Accompanied on piano and flute by Stephen HorneI Was Born, But focuses on two young boys forced to adjust to life in the suburbs. Yoshii (Tatsuo Saito) and his wife (Mitsuko Yoshikawa) have just moved to a new home located close by Yoshii's boss, Iwasaki (Takeshi Sakamoto) and his son, Taro (Seiichi Kato). Like many young couples, their relocation to the suburbs has been accompanied by the hope that their two young sons (played by Hideo Sugawara and Tomio Aoki) will attend better schools.

Tomio Aoki, Hideo Sugawara, and Tatsuo Saito in I Was Born, But

While there are plenty of sight gags in this film, most of the audience's laughter derives from the simple honesty of boys being boys.
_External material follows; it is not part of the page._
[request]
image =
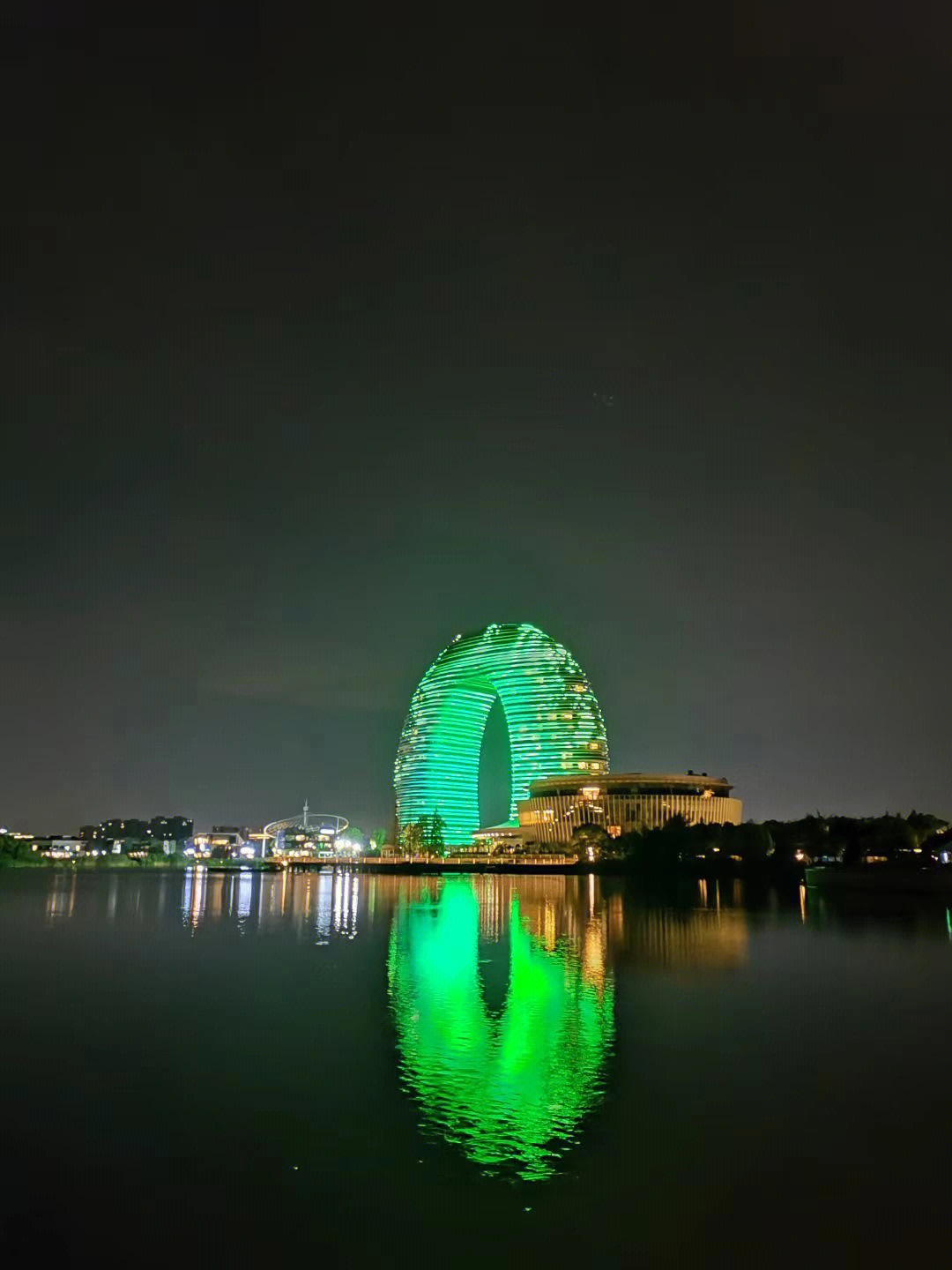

Yoshii's sons are reluctant to go to a new school.  As commuter trains zip by in the background, the boys look for any possible excuse to cut classes. As happens in far too many cases, they are quickly spotted and victimized by their new school's bully.

Hideo Sugawara, Seiichi Kato, and Tomi Aoki in I Was Born, But

Co-presented by the Center for Asian American Media, I Was Born, But finds its dramatic steel as the two young boys make friends with Taro, the rich kid at their school (whose father is Yoshii's boss) while learning how to deal with Taro's "protector." As with most movies that involve groups of young boys, it is not the cleanest or best looking boy, but the one with the most expressive face (Tomi Aoki) who consistently steals the film.

The following scene captures the moment in which Yoshii's two sons discover something about their father that they've never known. Normally a very serious man, Yoshii and Iwasaki have been captured on film, clowning around in front of a camera. The boys are both startled and embarrassed to see their friends laughing at their father.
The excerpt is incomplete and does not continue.